12 octubre 2007

- invierno -

Una araña en el techo no es gran cosa, me dije, y enero en esta ciudad gélida es un mes inhóspito y solitario. Además, me insistí, se comerá a los mosquitos de invierno, si es que tal cosa existe. Un poco de compañía no me hará mal, concluí. De modo que, superando olímpicamente mi reconocida repugnancia ante insectos y arácnidos, la dejé vivir en su telita en la esquina del dormitorio, dos palmos por encima del póster de Invierno de Alfons Mucha.

Ignorante como soy de la etología de las arañas, desconozco las razones que pudieron motivarla a obrar como hizo. Pero en la soledad de mi dormitorio quise atribuirlo a una cierta gratitud por haber contenido mi disgusto y no haberla exterminado.

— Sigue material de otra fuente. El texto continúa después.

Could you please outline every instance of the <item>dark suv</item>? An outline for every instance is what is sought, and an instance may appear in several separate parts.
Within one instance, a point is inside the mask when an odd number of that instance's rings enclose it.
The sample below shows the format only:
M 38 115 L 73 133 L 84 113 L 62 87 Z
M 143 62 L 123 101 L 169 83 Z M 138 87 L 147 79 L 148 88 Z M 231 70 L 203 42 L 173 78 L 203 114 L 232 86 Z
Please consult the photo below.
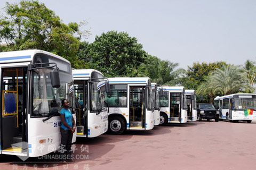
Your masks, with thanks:
M 212 104 L 198 104 L 197 105 L 197 120 L 202 121 L 203 118 L 210 121 L 210 119 L 215 120 L 215 122 L 219 122 L 219 114 Z

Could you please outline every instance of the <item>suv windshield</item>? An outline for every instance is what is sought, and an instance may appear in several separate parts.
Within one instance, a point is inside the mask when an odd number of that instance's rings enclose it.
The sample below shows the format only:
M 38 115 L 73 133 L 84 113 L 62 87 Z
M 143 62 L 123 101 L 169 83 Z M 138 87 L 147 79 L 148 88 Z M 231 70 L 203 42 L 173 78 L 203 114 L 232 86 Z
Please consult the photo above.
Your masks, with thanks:
M 214 106 L 212 104 L 199 104 L 199 108 L 215 109 Z

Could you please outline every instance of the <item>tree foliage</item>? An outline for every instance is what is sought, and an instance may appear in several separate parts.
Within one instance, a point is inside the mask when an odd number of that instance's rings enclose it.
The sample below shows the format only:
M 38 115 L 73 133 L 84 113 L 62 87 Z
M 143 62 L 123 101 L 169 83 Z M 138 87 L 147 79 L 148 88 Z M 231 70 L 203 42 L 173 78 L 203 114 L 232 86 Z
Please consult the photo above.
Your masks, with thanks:
M 222 69 L 216 69 L 202 83 L 197 92 L 207 95 L 212 103 L 213 97 L 218 93 L 228 95 L 243 91 L 252 92 L 254 89 L 250 86 L 249 79 L 243 69 L 238 66 L 228 65 Z
M 253 87 L 256 82 L 256 66 L 254 65 L 255 63 L 255 62 L 247 60 L 245 61 L 244 66 L 242 66 L 250 83 Z
M 84 42 L 79 56 L 106 76 L 135 76 L 147 55 L 137 41 L 126 32 L 111 31 L 96 36 L 91 44 Z
M 6 3 L 6 15 L 0 18 L 0 51 L 38 49 L 58 54 L 73 67 L 84 67 L 75 55 L 80 41 L 79 24 L 64 24 L 55 13 L 37 1 Z
M 148 55 L 146 63 L 139 67 L 138 75 L 148 76 L 153 82 L 159 84 L 173 84 L 174 80 L 185 72 L 184 69 L 175 69 L 178 65 L 178 63 Z

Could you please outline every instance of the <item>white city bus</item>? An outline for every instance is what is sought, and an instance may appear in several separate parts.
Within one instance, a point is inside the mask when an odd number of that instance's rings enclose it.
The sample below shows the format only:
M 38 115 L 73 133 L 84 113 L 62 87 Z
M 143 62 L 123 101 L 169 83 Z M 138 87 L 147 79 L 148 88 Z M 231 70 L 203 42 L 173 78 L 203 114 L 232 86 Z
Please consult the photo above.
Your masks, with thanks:
M 184 87 L 163 86 L 160 96 L 160 125 L 188 121 L 188 106 Z
M 108 113 L 104 107 L 106 79 L 93 69 L 73 70 L 77 137 L 93 138 L 108 130 Z
M 1 154 L 34 157 L 57 150 L 61 100 L 75 105 L 69 62 L 40 50 L 3 52 L 0 71 Z
M 159 91 L 157 90 L 157 84 L 151 83 L 152 90 L 154 96 L 154 125 L 158 125 L 160 124 L 160 100 L 159 99 Z
M 188 121 L 196 121 L 197 113 L 196 107 L 196 98 L 195 90 L 185 90 L 188 105 Z
M 149 78 L 108 78 L 111 93 L 105 98 L 109 108 L 109 130 L 120 134 L 125 130 L 154 128 L 154 99 Z
M 256 94 L 236 94 L 217 97 L 213 103 L 220 112 L 220 119 L 228 122 L 256 120 Z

Tuve primera constancia de su obra en mitad de una de aquellas noches escandinavas, desvelado por el frío y el crepitar del cellizo contra la ventana. Encendí la luz, que consistía en una pobre bombilla amarilla y desnuda que colgaba obscenamente del techo, y un tejido delicado de plata se iluminó en la pared.

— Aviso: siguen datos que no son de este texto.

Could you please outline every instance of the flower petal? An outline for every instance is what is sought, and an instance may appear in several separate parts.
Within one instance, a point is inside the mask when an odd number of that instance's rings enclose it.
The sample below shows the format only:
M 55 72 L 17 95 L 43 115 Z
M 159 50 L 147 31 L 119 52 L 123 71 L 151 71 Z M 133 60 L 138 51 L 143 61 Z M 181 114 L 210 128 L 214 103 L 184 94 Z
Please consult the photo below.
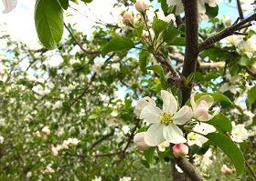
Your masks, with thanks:
M 173 121 L 176 125 L 184 125 L 187 121 L 189 121 L 192 117 L 192 109 L 187 106 L 184 106 L 179 109 L 179 111 L 175 114 Z
M 172 144 L 181 144 L 187 142 L 187 139 L 183 136 L 181 129 L 175 124 L 171 123 L 168 126 L 164 126 L 163 133 L 165 140 Z
M 9 13 L 12 11 L 16 6 L 17 0 L 2 0 L 5 5 L 5 10 L 2 12 L 3 14 Z
M 144 119 L 147 123 L 160 123 L 162 110 L 153 104 L 146 106 L 140 116 L 140 119 Z
M 150 146 L 155 146 L 163 143 L 165 141 L 163 127 L 162 124 L 152 125 L 144 134 L 145 144 Z
M 165 90 L 161 90 L 161 97 L 163 99 L 163 111 L 174 115 L 177 110 L 177 102 L 175 96 Z

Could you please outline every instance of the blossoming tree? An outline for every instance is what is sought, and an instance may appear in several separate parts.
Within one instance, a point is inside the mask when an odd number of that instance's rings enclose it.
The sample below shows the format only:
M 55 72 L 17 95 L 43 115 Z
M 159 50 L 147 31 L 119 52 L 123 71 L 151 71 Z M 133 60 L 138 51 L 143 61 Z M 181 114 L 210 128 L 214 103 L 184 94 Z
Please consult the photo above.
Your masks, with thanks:
M 41 49 L 2 32 L 0 179 L 256 179 L 255 2 L 117 0 L 92 38 L 80 3 L 36 1 Z

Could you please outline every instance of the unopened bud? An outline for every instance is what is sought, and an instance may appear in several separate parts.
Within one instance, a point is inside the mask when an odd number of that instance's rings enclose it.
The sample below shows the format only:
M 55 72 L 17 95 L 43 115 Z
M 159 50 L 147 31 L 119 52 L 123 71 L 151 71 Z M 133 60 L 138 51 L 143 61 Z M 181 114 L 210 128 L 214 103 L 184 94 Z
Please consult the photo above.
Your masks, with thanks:
M 137 0 L 135 3 L 135 8 L 139 13 L 144 14 L 148 9 L 148 5 L 146 5 L 143 0 Z
M 188 154 L 188 147 L 185 144 L 176 144 L 173 146 L 173 153 L 176 157 L 184 157 Z
M 133 137 L 133 141 L 134 141 L 138 150 L 140 150 L 140 151 L 144 151 L 150 147 L 144 142 L 144 133 L 145 132 L 137 133 Z
M 220 173 L 224 175 L 232 174 L 233 170 L 229 168 L 225 164 L 220 168 Z
M 130 13 L 124 13 L 124 15 L 123 15 L 123 24 L 124 24 L 125 25 L 133 25 L 133 15 Z

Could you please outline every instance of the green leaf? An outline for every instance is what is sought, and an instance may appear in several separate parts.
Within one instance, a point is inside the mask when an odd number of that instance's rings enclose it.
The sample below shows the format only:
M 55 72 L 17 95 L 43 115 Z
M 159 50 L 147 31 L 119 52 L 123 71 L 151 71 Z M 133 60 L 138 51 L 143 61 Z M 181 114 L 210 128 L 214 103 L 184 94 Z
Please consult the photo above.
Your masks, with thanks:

La araña había tejido su tela copiando exactamente el diseño invernal de Mucha, formando una magnífica red donde se apreciaban perfectamente el árbol y la figura femenina de mirada huidiza, y que se superponía al original pendiendo a una distancia de apenas unos centímetros.

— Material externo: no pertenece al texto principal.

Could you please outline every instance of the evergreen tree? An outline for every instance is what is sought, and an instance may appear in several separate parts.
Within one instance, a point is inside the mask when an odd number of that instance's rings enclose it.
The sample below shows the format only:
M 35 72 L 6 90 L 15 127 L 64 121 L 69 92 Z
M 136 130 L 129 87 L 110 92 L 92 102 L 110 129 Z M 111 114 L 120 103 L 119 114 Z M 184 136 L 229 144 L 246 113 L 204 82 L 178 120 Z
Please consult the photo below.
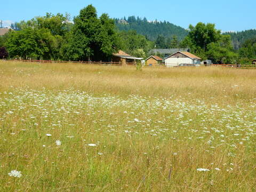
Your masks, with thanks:
M 98 18 L 92 5 L 80 11 L 66 49 L 65 58 L 74 60 L 109 60 L 119 45 L 114 20 L 106 14 Z
M 166 49 L 167 48 L 165 44 L 165 39 L 162 35 L 159 35 L 155 42 L 156 49 Z

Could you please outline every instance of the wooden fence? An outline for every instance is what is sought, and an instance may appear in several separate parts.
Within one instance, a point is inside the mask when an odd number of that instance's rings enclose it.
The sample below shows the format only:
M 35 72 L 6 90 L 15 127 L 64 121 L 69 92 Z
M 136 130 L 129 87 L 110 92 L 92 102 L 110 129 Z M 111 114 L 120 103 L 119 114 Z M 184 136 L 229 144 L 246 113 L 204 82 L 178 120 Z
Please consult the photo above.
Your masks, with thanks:
M 221 67 L 233 67 L 238 68 L 256 68 L 255 65 L 239 65 L 239 64 L 212 64 L 210 66 Z
M 40 62 L 40 63 L 83 63 L 91 65 L 122 65 L 121 62 L 105 62 L 105 61 L 52 61 L 52 60 L 8 60 L 12 61 L 22 61 L 26 62 Z M 129 63 L 130 64 L 130 63 Z
M 22 61 L 26 62 L 40 62 L 40 63 L 83 63 L 83 64 L 89 64 L 89 65 L 113 65 L 113 66 L 122 66 L 122 63 L 118 62 L 105 62 L 105 61 L 52 61 L 52 60 L 7 60 L 7 61 Z M 135 65 L 133 62 L 126 62 L 127 65 Z M 164 65 L 157 65 L 164 66 Z M 202 66 L 204 66 L 202 65 Z M 255 68 L 255 65 L 234 65 L 234 64 L 212 64 L 210 65 L 205 66 L 206 67 L 231 67 L 237 68 Z M 152 67 L 152 66 L 150 66 Z M 178 67 L 178 66 L 177 66 Z

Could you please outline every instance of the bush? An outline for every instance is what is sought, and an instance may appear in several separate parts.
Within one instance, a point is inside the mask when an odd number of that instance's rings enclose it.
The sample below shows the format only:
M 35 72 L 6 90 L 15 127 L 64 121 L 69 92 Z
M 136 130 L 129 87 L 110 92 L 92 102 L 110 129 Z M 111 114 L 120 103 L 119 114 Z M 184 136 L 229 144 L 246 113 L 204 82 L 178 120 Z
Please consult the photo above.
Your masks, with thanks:
M 8 57 L 8 52 L 4 47 L 0 47 L 0 59 L 6 59 Z

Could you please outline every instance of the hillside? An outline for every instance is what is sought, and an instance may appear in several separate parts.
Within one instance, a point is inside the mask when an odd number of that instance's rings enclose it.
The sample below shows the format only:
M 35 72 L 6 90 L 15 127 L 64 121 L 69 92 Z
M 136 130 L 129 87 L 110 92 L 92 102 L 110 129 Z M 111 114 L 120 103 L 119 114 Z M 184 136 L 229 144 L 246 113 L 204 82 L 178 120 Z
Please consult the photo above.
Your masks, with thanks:
M 224 35 L 229 35 L 236 50 L 241 47 L 243 43 L 247 39 L 256 37 L 256 29 L 246 30 L 239 32 L 226 32 Z
M 142 19 L 134 16 L 121 19 L 115 19 L 117 28 L 121 30 L 135 30 L 139 34 L 146 36 L 149 39 L 156 40 L 158 35 L 165 37 L 177 35 L 178 40 L 181 40 L 188 34 L 184 28 L 169 22 L 150 21 L 146 18 Z

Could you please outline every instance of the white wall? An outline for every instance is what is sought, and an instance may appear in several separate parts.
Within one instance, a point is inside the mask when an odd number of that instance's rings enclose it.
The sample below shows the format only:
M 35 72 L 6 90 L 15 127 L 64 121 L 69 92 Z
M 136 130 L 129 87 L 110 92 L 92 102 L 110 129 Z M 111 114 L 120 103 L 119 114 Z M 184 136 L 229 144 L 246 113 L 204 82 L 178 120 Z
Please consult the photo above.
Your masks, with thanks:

Estupefacto, descolgué el póster con infinito cuidado de no tocar la tela, con la certeza de tener ante mí el telar más maravilloso y exquisito que jamás hubieran contemplado ojos humanos. Lo observé largamente hasta que amaneció, deleitándome en sus filigranas y admirándome de la elegancia de la obra.

Al día siguiente salí envuelto en mi trenca tres cuartos y volví a casa armado de una larga vara de madera y un póster del rosetón de la catedral de Notre Dame de París. Colgué el segundo en la pared vecina, y con la primera, una silla y cierta repugnancia trasladé a la artista a la esquina del techo sobre el nuevo póster.

La anticipación no me permitió dormir apenas; pero a la mañana siguiente la obra estaba completa: De mi segunda pared pendía una magnífica representación del rosetón, digna del mejor gótico francés.

Quise compartir mi hallazgo con alguien, pero desdichadamente no soy hombre dado a la conversación insulsa, hecho que desde mi llegada a la ciudad en cuestión demoró en varios meses cualquier conocimiento de los lugareños. Quise entonces fotografiar las dos obras maestras, pero la tela era tan fina que resultaba inapreciable para la lente.

Aquella tarde, al volver de mis quehaceres, descubrí con horror que la araña, motivada posiblemente por la misma libertad con la que había sido acogida, se había reproducido: Siete pequeños arácnidos correteaban impunemente por mi pared y sobre mis libros.

Donde otros habrían visto una excelente oportunidad de negocio, yo no pude ver más que un abuso de confianza. Armado de una pantufla y conteniendo el asco, exterminé a los siete hijos y a la orgullosa madre.

Las dos telas se fueron desmoronando hasta desaparecer. Nunca más he querido tener mascotas.